Roman politician, supporter of Pompey

Gaius Manilius was a Roman tribune of the plebs in 66 BC. He is primarily known for his Lex Manilia, the bill which gave Pompey the Great command of the war against Mithridates.

== Career ==
=== Freedmen Bill ===
At the beginning of his year of office as tribune (Dec. 67), he succeeded in getting a law passed (de libertinorum suffragiis), which gave freedmen the privilege of voting together with those who had manumitted them (i.e. in the same tribe as their patronus). However, this law was almost immediately declared null and void by the Senate.

=== Mithridatic War and lex Manilia ===
Later in the year 66 BC, Manilius proposed a bill, the lex Manilia, granting Pompey the command in the Third Mithridatic War. From 73 to 68 BC, Lucius Licinius Lucullus had achieved considerable success in the East, defeating both Mithridates VI of Pontus and his ally Tigranes the Great. However, Lucullus' troops mutinied under the leadership of Publius Clodius Pulcher in 67 BC, allowing Mithridates and Tigranes to invade Pontus and Cappadocia once more. Lucullus' immediate replacement, Manius Acilius Glabrio, was ineffective, and by the end of 67 BC Mithridates had recovered all of his former kingdom

Manilius' bill recalled all three of the generals still in the East (Lucullus in Pontus, Glabrio in Bithynia, and Quintus Marcius Rex in Cilicia). It transferred their commands and the entire conduct of the eastern war to Pompey, who was already in the East completing his campaign against the pirates (as granted by the lex Gabinia of 67 BC).
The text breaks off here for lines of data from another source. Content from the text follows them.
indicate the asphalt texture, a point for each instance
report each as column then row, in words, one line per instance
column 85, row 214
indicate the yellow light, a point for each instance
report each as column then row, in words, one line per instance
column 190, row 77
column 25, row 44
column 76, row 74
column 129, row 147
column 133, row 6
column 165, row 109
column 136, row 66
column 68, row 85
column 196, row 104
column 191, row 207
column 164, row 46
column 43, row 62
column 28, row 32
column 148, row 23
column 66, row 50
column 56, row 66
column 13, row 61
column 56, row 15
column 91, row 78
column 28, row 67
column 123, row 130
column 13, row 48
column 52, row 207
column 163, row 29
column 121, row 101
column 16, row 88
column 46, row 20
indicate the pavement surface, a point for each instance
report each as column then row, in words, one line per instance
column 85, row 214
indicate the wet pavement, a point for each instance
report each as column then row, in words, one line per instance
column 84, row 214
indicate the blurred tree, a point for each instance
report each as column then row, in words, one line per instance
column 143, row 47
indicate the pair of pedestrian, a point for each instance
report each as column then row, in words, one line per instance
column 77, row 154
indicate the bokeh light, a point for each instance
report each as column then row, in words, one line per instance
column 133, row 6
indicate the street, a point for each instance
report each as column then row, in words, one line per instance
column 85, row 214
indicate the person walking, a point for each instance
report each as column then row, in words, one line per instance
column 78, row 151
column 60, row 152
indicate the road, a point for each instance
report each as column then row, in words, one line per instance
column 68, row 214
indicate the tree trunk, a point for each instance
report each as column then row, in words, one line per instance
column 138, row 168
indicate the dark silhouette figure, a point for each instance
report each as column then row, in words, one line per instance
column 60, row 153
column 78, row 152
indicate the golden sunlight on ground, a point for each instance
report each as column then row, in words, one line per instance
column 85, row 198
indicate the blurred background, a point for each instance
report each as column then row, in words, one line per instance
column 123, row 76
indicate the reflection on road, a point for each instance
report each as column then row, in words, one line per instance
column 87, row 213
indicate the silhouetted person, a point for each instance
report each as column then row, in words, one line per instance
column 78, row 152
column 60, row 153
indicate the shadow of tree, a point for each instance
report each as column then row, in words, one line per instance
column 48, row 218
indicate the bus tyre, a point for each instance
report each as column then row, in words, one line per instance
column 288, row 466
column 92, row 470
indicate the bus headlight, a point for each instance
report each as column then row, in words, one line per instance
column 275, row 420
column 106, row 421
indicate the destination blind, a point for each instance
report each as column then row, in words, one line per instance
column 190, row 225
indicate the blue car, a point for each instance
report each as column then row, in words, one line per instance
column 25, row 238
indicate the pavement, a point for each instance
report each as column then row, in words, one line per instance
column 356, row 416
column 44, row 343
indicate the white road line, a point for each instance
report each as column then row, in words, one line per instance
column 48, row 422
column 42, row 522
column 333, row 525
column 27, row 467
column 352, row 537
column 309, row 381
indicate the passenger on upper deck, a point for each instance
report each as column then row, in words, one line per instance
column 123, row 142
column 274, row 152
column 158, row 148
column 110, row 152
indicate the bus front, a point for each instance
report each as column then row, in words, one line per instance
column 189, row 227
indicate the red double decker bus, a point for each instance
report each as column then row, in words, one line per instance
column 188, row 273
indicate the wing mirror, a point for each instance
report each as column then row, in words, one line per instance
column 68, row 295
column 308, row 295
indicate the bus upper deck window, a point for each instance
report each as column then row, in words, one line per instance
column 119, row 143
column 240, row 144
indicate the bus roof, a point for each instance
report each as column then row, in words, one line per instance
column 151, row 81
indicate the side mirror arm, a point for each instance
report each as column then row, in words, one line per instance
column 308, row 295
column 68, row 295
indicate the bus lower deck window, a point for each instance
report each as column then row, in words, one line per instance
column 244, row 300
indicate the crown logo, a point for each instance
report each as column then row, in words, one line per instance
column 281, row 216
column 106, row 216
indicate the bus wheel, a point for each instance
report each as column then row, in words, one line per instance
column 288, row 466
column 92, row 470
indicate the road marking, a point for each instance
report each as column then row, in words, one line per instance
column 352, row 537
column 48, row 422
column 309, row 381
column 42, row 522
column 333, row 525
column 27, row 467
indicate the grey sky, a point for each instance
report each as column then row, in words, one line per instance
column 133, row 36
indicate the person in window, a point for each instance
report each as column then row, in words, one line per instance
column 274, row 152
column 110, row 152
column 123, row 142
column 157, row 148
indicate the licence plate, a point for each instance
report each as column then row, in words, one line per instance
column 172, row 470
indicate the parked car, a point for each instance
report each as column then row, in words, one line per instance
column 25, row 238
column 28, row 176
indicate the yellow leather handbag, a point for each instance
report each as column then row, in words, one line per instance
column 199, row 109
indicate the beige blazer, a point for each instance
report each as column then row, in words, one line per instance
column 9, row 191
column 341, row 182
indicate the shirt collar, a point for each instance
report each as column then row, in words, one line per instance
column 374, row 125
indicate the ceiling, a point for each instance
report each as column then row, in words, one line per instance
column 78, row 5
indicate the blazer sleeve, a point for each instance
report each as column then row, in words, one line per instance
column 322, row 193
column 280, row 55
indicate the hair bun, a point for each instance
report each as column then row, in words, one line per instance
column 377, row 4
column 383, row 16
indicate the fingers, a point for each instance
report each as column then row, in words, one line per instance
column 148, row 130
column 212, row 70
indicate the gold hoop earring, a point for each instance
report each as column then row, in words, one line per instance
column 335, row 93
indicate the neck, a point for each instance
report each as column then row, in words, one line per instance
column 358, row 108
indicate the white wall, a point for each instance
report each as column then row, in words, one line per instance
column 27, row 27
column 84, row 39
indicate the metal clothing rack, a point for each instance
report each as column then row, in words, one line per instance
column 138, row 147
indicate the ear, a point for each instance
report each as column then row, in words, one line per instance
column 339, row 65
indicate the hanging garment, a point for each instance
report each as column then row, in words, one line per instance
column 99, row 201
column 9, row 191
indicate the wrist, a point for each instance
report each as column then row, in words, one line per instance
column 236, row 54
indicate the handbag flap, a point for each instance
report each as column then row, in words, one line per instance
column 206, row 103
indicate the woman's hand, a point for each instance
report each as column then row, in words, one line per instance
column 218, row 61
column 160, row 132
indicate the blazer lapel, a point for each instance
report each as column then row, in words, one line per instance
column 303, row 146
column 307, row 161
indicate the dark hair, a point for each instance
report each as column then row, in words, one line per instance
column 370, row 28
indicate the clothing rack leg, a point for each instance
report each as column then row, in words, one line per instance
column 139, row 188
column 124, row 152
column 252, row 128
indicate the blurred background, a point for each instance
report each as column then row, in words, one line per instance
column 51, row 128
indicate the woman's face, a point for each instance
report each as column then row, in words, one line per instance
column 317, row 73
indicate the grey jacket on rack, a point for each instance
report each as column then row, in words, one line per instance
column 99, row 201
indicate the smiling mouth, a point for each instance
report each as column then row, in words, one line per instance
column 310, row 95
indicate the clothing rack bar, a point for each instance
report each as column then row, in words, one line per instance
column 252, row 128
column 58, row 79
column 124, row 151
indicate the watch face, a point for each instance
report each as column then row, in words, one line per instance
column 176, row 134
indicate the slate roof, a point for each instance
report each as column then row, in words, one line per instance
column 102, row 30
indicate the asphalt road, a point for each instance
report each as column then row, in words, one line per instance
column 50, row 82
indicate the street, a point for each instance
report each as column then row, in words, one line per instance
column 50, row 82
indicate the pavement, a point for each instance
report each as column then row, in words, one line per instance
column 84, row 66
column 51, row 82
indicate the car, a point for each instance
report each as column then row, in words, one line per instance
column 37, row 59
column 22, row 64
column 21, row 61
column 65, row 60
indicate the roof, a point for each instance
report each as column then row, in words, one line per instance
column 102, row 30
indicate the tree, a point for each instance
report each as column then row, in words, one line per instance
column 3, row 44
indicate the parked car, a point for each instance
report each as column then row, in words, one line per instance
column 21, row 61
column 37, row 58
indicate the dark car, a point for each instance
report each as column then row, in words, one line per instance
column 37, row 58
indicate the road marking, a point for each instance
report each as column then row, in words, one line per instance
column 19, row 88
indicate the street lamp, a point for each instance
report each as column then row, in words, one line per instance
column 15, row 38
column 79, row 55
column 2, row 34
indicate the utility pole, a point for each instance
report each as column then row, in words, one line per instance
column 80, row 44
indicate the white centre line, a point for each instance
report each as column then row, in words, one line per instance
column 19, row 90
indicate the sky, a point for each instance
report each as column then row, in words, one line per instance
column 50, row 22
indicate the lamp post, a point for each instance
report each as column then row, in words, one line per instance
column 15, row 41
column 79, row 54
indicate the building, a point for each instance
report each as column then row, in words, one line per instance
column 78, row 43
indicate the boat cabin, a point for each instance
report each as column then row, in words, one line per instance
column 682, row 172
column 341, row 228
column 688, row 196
Manilius' bill was opposed by Quintus Hortensius and Quintus Lutatius Catulus. Crucially, however, it was supported by several eminent ex-consuls (unlike the lex Gabinia, which had been almost universally opposed by the Senate), as a result of which it passed unanimously in the comitia tributa. These ex-consuls included Servilius Vatia Isauricus, Gaius Scribonius Curio, Gaius Cassius Longinus, and Gnaeus Cornelius Lentulus Clodianus. It was also supported by Cicero, at the time serving as praetor, in his extant speech pro lege Manilia (also known as de Imperio Cn. Pompei).
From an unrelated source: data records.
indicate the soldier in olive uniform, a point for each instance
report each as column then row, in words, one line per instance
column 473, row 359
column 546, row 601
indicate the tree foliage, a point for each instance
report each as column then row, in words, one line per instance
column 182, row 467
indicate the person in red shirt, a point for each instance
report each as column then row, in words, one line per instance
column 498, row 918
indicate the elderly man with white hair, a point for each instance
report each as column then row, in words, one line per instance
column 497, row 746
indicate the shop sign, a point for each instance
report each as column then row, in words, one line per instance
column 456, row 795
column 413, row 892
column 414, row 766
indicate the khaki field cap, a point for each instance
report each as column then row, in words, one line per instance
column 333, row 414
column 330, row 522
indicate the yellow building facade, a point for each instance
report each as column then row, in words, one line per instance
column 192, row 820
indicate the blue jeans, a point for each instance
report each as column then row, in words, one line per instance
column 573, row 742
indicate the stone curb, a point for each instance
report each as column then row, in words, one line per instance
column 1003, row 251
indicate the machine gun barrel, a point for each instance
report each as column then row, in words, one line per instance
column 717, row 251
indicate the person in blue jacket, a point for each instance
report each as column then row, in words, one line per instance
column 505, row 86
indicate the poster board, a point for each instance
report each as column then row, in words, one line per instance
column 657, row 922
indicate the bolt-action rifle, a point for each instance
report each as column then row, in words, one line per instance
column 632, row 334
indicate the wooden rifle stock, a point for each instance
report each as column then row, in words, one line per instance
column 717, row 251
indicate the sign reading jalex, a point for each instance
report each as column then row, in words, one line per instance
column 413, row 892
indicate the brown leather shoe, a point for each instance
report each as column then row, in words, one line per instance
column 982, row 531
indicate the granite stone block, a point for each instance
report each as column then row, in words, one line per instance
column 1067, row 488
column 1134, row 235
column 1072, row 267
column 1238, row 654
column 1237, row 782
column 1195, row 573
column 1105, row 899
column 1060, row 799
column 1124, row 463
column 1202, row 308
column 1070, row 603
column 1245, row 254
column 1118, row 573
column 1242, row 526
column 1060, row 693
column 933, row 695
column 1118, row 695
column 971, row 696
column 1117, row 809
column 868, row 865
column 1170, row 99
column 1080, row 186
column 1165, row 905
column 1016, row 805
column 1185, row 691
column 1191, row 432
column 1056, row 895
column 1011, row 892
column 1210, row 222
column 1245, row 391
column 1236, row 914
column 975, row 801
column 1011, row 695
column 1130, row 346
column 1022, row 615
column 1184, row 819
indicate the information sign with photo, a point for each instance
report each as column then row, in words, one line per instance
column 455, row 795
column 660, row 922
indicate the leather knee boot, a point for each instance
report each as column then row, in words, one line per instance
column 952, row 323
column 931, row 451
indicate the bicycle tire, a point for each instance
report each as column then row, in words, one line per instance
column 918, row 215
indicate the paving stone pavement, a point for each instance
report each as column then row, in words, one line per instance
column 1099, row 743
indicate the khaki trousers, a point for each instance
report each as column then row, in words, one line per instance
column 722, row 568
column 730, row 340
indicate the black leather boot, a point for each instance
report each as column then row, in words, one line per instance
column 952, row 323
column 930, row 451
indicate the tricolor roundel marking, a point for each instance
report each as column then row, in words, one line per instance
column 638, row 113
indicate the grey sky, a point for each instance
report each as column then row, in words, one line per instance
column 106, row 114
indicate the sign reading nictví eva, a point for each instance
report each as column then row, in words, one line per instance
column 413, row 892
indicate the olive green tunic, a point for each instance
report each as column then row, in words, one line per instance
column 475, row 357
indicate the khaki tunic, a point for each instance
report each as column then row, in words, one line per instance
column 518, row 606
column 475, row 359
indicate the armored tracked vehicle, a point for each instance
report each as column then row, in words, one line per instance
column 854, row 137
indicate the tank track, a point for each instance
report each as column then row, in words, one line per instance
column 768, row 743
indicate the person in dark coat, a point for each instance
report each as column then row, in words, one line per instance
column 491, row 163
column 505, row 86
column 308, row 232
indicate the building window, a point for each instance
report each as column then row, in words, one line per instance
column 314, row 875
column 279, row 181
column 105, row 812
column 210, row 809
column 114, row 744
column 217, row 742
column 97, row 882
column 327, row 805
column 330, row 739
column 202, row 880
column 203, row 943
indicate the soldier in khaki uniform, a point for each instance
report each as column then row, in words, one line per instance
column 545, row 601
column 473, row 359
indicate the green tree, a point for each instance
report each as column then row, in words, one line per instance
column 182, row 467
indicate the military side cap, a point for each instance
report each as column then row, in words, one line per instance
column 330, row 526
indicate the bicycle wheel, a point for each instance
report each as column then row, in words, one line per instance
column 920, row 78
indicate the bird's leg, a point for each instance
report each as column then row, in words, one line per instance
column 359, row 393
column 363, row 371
Pompey soon moved against Mithridates and Tigranes and had defeated both by the end of 65 BC (though Mithridates was not killed until 63 BC).

=== Trial and Exile ===
Manilius was prosecuted twice upon leaving his office in December 66 BC, though a lack of source material makes details uncertain. It seems he was defended by Cicero from an initial charge of extortion (de repetundis), but that the trial was dropped amid violence and disturbances. However, Manilius was prosecuted again on a charge of maiestas: since he is never mentioned again in the source material, it appears he was found guilty and exiled.